No caso sub judice, como já se disse, o tribunal recorrido revela claramente as razões da valoração que fez e não se vislumbra esta inadmissibilidade, pois o juízo de credibilidade e não credibilidade, respectivamente, efectuado não conflitua, de modo algum, com a boa lógica e a experiência comum.

Diz o recorrente também que ocorreu violação do estabelecido no artigo 355º, do CPP, reconduzindo-a ter o tribunal recorrido dado “como provados factos que não resultaram da prova produzida em audiência de julgamento.”

Mas, o que se conclui é que apenas discorda o recorrente da valoração que foi feita dos depoimentos de FF e EE, que contribuíram para a formação da convicção dos julgadores quando à demonstração dos factos que provados se encontram e contra os quais se insurge, o que não integra essa obliteração.

(…)


Para que se proceda à alteração da matéria de facto no sentido propugnado pelo recorrente teria este que demonstrar que a convicção obtida pelo tribunal a quo constitui uma impossibilidade lógica, uma impossibilidade probatória, uma violação das aludidas regras, uma manifestamente errada utilização de presunções naturais, não bastando que apresente uma argumentação no sentido de que outra convicção era possível.

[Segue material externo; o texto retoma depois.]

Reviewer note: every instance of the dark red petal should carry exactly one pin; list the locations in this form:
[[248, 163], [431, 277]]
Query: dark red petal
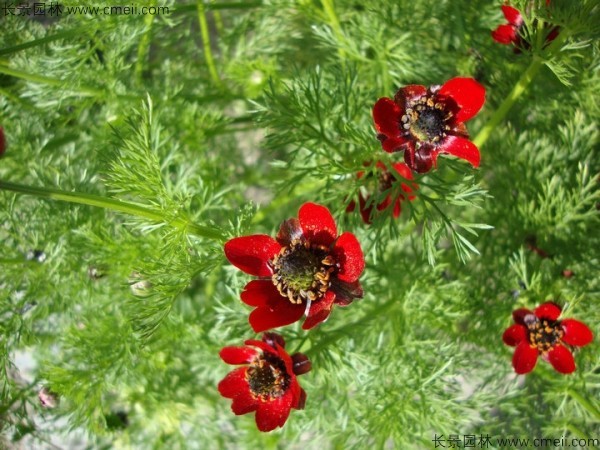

Tal demonstração de que as provas que aponta conduzem inequivocamente a uma convicção diversa daquela a que chegou o tribunal recorrido, não a fez, pelo que não merece acolhimento a sua pretensão de alteração da matéria de facto.


Termos em que, cumpre concluir que da análise efectuada resulta que a factualidade considerada provada objecto de impugnação se apresenta sustentada por prova suficiente, adequada e legalmente permitida, não se registando obliteração das regras da experiência comum, sem margem para dúvidas razoáveis, não havendo, por isso, fundamento para a pretendida alteração da matéria de facto, não podendo proceder a pretensão do recorrente de impor a sua convicção pessoal face à prova produzida em audiência em detrimento da do julgador, pois a decisão sobre esta está devidamente fundamentada, tendo sido proferida em obediência à lei que impõe que ele julgue de acordo com a sua livre convicção – artigo 127º, do CPP.


Assim, carecendo de razão o recorrente no que tange à alteração da matéria de facto, tem de se considerar esta definitivamente fixada nos termos mencionados, improcedendo o recurso nesta parte.


(…)”]


2.2.3 – O caso concreto em recurso e a petição recursiva do recorrente


2.2.3.1- O recorrente pretende a revisão da decisão porquanto, em suma, entende que existe uma nova testemunha (BB) que não podia apresentar em julgamento pois desconhecia a sua existência e que:


- Os factos e meios de prova (…) eram desconhecidos e ignorados pelo Recorrente no momento em que o julgamento teve lugar (…) e que somente no mês de novembro de 2023, por mero acaso, enquanto se encontrava de trânsito para uma diligência na Comarca de Faro, tomou conhecimento destes novos factos relativamente ao presente processo, e dos autores (“CC” e EE) do crime de que veio (…) condenado.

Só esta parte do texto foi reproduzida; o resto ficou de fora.